Elizabeth is the founder and director of More Fire Glass Studio in Rochester, New York.
shown: Untitled, gouache on rag board
St.Monci was born in the U.S. and raised in Puerto Rico where he lived through his teenage years. He went on to study at New York State University at Oswego where he received his BFA and MA. He has exhibited in solo and group exhibitions in New York State, Oregon, New Jersey, California, Washington DC, Canada and Germany along with being a participating artist in the Sweet Meat Co. Collective and WALL\THERAPY. He currently resides in Rochester, NY
St. Monci’s current body of work explores the most fundamental elements of art and design, in color and form, and how these elements relate to each other and the viewers. His compositions are of subjects such as perception and matter, creating autonomous structures born of color and form that are constructed into dynamic and sometimes explosive matrices of architectural and graphic elements. These structures are uncanny and meant to inform the language and nuance of color, whose purpose is to create a visceral reaction to the otherwise static elements of flat shapes. Alluding to principles of perspective is key, giving stoic forms of rectangles and lines filled with opaque washes of color and graphic pattern, a feeling of objectivity and motion through space and time. These futuristic constructions hinge on their own gravitational pull with a nexus of motion while hovering in solidarity.
shown: Columns, ceramics
Born in Rochester, NY, Peter Pincus is a ceramic artist and instructor. Peter received his BFA (2005) and MFA (2011) in ceramics from Alfred University, and in between was a resident artist at the Mendocino Art Center in Mendocino, California.
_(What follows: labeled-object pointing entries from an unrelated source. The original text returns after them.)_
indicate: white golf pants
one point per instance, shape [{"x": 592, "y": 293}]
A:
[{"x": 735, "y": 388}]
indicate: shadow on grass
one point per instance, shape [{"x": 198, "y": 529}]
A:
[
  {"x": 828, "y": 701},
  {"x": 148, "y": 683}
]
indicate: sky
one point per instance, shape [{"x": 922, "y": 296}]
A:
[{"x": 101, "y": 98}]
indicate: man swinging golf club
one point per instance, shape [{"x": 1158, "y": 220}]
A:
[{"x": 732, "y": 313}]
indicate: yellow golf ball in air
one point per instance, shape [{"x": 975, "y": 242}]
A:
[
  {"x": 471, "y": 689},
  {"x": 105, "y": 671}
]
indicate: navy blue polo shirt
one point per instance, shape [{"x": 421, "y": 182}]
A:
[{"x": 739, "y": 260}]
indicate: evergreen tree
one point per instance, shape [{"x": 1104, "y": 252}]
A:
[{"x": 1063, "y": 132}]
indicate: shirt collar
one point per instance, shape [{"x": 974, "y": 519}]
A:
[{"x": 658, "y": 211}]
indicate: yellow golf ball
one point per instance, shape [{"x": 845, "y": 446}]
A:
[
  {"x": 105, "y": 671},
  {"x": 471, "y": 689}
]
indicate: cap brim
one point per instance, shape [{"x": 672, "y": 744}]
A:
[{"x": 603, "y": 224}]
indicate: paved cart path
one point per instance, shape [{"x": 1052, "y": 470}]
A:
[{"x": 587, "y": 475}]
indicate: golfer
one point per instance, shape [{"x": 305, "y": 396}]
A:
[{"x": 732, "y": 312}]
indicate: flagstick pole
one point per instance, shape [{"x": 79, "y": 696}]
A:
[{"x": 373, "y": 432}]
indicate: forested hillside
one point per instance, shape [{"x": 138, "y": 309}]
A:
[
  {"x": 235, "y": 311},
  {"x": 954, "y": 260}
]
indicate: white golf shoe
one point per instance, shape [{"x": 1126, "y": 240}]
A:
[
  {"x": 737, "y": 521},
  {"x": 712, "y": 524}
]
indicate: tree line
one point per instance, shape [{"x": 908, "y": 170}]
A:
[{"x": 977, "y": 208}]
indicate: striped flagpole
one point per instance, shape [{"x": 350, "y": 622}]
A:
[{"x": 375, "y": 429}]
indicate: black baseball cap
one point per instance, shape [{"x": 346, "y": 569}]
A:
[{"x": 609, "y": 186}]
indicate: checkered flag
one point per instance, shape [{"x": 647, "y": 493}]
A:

Since graduate school, Peter worked as the Studio Manager and Resident Artist Coordinator of the Genesee Center for Arts and Education in Rochester, NY, Adjunct Professor of three-dimensional studies at Roberts Wesleyan College and established a studio in Penfield NY. In Fall 2014, Peter joined the School for American Crafts at Rochester Institute of Technology as Visiting Assistant Professor in Ceramics. His work has been exhibited in venues such as the Lewis Wexler Gallery, Duane Reed Gallery, Sherry Leedy Contemporary, Independent Art Projects at Mass MOCA, Chamber, Greenwich House Pottery, NCECA, Salon Art + Design, SOFA Chicago, Collective Design, and New York Ceramics and Glass Fair.
What started as my curiosity for pottery and vessel has extended to include painting and sculpture, and my present work is evidence of that evolution. I believe that color interaction can elicit new ways of seeing so I have dedicated the last five years to its study. Frequently, I elect to stage conflict by introducing an assertive color field to an equally emphatic form. This friction augments and enriches perceptions of space.
I’m proud to investigate the above concepts as a potter. I believe in grounding my work within a historic study of this craft and within art as formal and cultural languages. I believe that there is significant opportunity and necessity within the field of Ceramics to understand how it is currently defined, and more importantly, how it could be defined in the future. My work fits within a continuum and complements a broad range of investigations into the way handmade containers relate to humanity within our place in time. I find myself increasingly engaged by this topic and equally pressed to educate myself in order to explore it.